A new study has revealed how bats fly to capture their prey. The work undertook involved night time recordings using night vision equipment.
Fit as a bat
Bats are incredibly efficient travellers and each night time the average bat will cover between 600-700 Kms in distance. They cover most of these distances close to the ground and can catch their prey at about at speed of fourty metres per second. Bats target their prey using an advanced hearing and navigation system that enables them to capture insects at this high speed.
Bats send out ultrasonic waves at an incredibly high frequency. The signals are sent at 20-100 kilohertz which is far too highly pitched for humans to observe. The signals that are sent out are bounce back to the bats within their environment as an echo. Through these echoes, the bat maps its environment within its mind so that it understands how it should be directing itself.
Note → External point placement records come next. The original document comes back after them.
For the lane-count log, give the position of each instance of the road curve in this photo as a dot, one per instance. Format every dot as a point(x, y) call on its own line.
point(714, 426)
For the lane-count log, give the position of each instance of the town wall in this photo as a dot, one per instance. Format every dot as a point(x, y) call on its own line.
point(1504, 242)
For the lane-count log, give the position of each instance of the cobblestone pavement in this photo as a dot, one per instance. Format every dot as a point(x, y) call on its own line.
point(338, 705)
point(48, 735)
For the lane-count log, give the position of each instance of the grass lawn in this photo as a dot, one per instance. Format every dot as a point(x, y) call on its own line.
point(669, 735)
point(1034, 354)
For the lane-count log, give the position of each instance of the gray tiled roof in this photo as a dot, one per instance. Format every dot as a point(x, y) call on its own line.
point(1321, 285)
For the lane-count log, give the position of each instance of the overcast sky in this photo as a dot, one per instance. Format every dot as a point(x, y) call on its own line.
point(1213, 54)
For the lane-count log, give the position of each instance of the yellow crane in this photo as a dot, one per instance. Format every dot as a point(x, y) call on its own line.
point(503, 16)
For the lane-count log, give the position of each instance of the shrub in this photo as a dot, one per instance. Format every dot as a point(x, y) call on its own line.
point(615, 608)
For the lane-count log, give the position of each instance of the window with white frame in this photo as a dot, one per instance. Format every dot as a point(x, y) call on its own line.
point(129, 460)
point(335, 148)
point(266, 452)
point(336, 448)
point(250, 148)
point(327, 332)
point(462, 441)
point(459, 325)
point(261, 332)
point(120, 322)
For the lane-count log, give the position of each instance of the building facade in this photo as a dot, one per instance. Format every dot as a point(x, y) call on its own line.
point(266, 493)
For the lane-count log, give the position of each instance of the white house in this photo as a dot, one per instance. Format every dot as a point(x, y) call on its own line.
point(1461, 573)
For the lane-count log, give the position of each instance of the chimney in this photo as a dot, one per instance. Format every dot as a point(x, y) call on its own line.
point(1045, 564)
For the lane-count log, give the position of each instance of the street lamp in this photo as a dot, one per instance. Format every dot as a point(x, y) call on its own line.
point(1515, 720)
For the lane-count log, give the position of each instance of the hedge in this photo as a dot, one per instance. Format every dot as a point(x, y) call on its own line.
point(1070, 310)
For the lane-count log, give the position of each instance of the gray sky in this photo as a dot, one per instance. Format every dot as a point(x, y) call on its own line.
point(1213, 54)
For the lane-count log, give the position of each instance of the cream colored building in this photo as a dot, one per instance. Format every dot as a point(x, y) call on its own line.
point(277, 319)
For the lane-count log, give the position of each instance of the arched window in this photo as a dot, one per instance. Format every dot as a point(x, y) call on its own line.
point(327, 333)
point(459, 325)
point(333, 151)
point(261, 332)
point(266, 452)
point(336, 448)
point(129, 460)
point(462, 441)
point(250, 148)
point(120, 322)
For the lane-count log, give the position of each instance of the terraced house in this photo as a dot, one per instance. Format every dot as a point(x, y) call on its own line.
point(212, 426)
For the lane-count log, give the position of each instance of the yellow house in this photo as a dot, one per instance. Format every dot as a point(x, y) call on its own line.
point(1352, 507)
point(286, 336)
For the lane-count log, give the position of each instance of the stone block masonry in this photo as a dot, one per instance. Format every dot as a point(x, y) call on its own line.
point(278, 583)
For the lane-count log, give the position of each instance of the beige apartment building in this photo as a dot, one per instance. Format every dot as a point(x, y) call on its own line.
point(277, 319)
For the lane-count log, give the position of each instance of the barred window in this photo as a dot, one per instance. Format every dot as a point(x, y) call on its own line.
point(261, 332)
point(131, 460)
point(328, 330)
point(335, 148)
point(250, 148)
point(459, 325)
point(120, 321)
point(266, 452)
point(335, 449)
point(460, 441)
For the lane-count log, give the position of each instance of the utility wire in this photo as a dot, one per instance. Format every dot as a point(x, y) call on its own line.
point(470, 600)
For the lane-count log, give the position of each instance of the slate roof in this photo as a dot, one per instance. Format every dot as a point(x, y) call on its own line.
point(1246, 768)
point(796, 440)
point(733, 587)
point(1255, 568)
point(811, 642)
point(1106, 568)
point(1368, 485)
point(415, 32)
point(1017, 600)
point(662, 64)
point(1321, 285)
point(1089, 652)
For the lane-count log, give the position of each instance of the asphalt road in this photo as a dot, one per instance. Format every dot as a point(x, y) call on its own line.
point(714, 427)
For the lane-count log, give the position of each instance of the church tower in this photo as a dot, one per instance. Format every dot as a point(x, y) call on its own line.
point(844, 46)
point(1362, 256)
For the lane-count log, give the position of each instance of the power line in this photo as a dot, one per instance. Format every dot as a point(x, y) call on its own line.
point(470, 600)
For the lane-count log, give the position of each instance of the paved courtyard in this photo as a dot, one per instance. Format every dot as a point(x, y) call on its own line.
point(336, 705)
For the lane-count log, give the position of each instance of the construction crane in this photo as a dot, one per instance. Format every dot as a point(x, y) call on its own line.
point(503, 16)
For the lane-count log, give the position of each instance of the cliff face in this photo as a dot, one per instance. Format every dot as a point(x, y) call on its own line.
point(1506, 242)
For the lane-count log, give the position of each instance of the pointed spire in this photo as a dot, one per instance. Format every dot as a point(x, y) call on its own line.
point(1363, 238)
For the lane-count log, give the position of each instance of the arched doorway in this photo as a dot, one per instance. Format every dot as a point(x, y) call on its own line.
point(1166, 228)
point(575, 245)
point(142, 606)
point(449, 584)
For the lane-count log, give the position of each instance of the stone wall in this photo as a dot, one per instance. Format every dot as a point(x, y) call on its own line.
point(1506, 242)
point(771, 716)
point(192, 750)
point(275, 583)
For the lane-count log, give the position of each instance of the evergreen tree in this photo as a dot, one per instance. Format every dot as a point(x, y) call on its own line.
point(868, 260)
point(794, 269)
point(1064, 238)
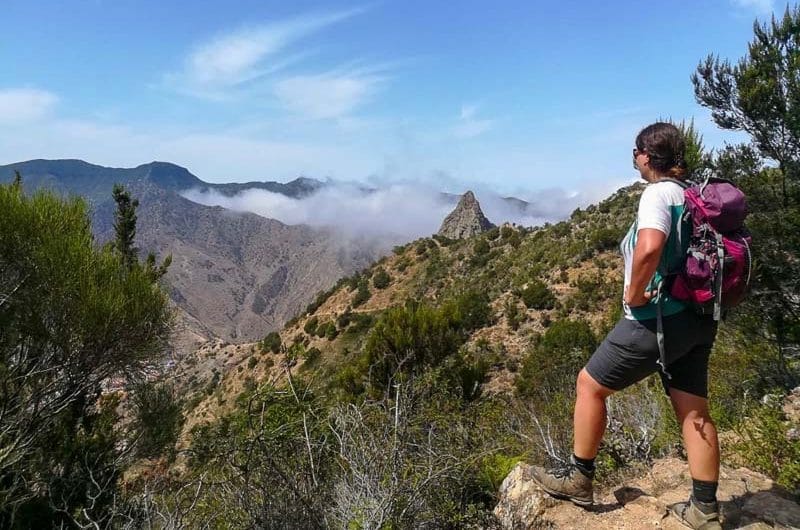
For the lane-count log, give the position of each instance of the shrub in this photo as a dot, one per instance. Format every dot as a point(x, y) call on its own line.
point(765, 445)
point(271, 343)
point(310, 326)
point(381, 279)
point(362, 294)
point(512, 313)
point(538, 296)
point(157, 418)
point(554, 362)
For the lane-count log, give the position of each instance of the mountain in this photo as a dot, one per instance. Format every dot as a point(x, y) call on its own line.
point(457, 358)
point(466, 220)
point(234, 275)
point(95, 182)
Recent bat research was undertaken by Nadav Bar from the Norwegian University of Science and Technology, and he said, “You can compare echolocation to using a flash in a dark room. The flash hits various objects in the room that light up and are reflected back to the eye of the observer. The bat uses sound in the same way to get an overview of the environment, but the potential sources of error are far greater when using sound.”
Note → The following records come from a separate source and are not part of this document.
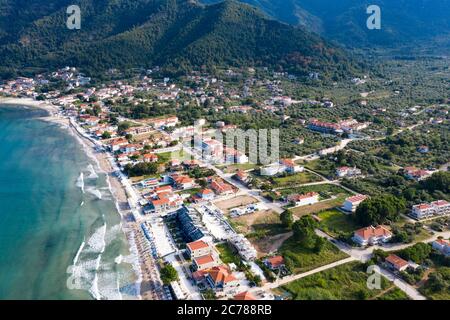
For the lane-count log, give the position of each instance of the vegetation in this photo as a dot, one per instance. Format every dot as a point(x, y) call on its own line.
point(379, 210)
point(168, 274)
point(176, 34)
point(337, 223)
point(303, 259)
point(287, 219)
point(141, 169)
point(345, 282)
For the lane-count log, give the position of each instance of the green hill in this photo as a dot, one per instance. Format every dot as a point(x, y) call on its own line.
point(176, 34)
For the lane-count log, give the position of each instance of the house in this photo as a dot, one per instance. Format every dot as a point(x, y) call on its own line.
point(197, 249)
point(242, 176)
point(150, 157)
point(423, 149)
point(204, 195)
point(290, 166)
point(324, 127)
point(205, 262)
point(413, 173)
point(304, 199)
point(396, 263)
point(163, 199)
point(274, 263)
point(284, 165)
point(182, 182)
point(351, 203)
point(128, 148)
point(116, 144)
point(442, 246)
point(371, 235)
point(221, 188)
point(422, 210)
point(221, 278)
point(342, 172)
point(426, 210)
point(234, 156)
point(272, 170)
point(244, 296)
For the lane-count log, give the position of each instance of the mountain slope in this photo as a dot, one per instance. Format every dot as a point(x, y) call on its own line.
point(403, 21)
point(177, 34)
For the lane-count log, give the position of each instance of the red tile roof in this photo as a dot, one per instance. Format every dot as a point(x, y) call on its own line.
point(276, 261)
point(197, 245)
point(357, 198)
point(244, 296)
point(204, 260)
point(396, 261)
point(221, 274)
point(369, 232)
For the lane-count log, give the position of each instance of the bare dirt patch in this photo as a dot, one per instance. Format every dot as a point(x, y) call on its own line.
point(268, 245)
point(240, 201)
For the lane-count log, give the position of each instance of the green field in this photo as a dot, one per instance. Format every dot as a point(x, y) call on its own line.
point(295, 179)
point(345, 282)
point(227, 254)
point(305, 259)
point(335, 222)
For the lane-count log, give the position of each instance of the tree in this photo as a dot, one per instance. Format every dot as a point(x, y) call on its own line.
point(439, 181)
point(380, 209)
point(106, 135)
point(168, 274)
point(304, 231)
point(287, 219)
point(417, 253)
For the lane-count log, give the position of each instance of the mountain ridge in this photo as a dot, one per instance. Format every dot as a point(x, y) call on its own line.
point(177, 34)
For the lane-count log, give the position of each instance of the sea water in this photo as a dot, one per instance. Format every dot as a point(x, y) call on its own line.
point(60, 231)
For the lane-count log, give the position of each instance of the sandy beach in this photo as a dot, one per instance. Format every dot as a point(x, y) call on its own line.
point(149, 282)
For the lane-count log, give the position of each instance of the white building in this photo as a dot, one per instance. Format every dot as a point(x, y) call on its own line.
point(426, 210)
point(304, 199)
point(442, 246)
point(371, 235)
point(351, 203)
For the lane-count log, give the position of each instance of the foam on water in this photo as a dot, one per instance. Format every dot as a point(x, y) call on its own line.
point(80, 182)
point(93, 174)
point(94, 191)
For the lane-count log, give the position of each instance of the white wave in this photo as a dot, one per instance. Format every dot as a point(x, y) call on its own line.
point(94, 288)
point(96, 242)
point(97, 193)
point(77, 256)
point(80, 182)
point(118, 259)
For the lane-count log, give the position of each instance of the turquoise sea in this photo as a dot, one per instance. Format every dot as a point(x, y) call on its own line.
point(60, 232)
Daytime and nightime flights
Interestingly when bats fly during the day they use sight to determine where they are going but this is rare. They fly directly to their destination and don’t use the darting flight pattern that is familiar with the night flights. They typically dip, rise and dart using large moves to generate speed and flight.
Bats to get interference from other noise issues within their environments when they fly at night and day and the echo signals also get disturbed by their own movements. Despite this, bats continue to catch their prey within poor weather conditions. This led Navdav Bar to further explore bat behaviour and flight.
Bar established that bats are able to run a noise filter to remove ambient noise using low pass filtering. The sounds that the bat determines are useless are removed from their observations to create a much clearer scenario for them to create their flight mapping. Bats also have an incredibly developed Sensorimotor which delivers amazing precision to its movement.
En route control
It was noted that the bats were more careful with their movement during night time flights compared to day time and are ever ready to change direction to avoid any collision. Bats also have an ability to determine how quickly the flight angle is changing during the flight as they get closer to their prey.
All of the bat studies were undertaken in the USA, Germany and Poland within facilities that included deserted buildings and caves where bats prefer to gather.